Bunun dışında göçmenlerin yoğun olduğu bölgelerdeki okullara (sosyal konumu gereği) ek imkanların sağlanması okul idaresi ve okulların çalışma koşullarını olumlu yönde etkileyecektir. Bu tür okullar gerek araç gereç ve öğretmen öğrenci orantısı, gerekse maddi olanaklar açısından desteklenmesi sonucu tüm veliler için (Alman veya göçmen) zorunlu değil de istenilerek kayıt yapılacak okullar haline gelebilirler.
Temennimiz odur ki, sisteme yeni girecek olan sekundarschule’lerin zamanla hauptschule’lerin yerini almamasıdır.
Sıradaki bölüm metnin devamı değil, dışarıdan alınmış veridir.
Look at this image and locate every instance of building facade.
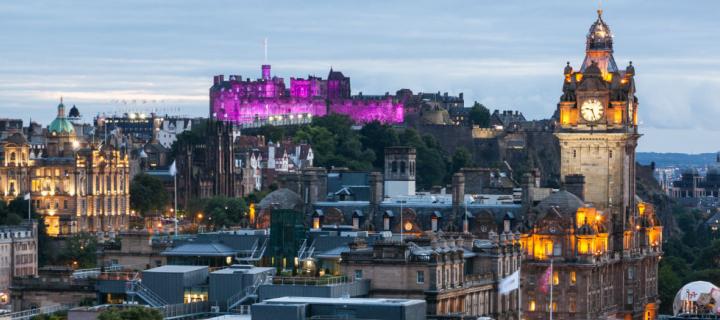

Bu okulların başarılı bir şekilde tüm toplumun çocuklarını kucaklayan, değişik kültür ve dillerin yaşatıldığı ve böylece uyuma önemli bir katkısı olmasını arzu ediyoruz. Beklentilerimizin gerçekleşmesi için öncelikle bizlerin okullarla, veli dernekleriyle ve eğitim sorunlarıyla uğraşan diğer kurumlarla daha çok işbirliği içinde bulunmamız ve böylece birlekte toplumsal yaşama katkı sağlamamız gerekmektedir. Elbette bu çabalar tek taraflı olmaz. Özellikle yerleşik Alman toplumunun da artık çok kültürlü ve çok dilliliğe hazır olduklarını göstermeleri gerekmektedir. Çok dillilik deyince akla ilk gelen İngilizce’nin dışında toplumda yoğun olarak konuşulan diğer dillere de bugünden olduğundan çok daha fazla önem verilmelidir. Örneğin Türkçe Almanya’da en çok konuşulan anadilleri arasında Almanca’dan sonra ikinci sıradadır ve bu nedenle de okul sistemi içine entegre edilerek desteklenmesi gereken bir yapıya sahiptir.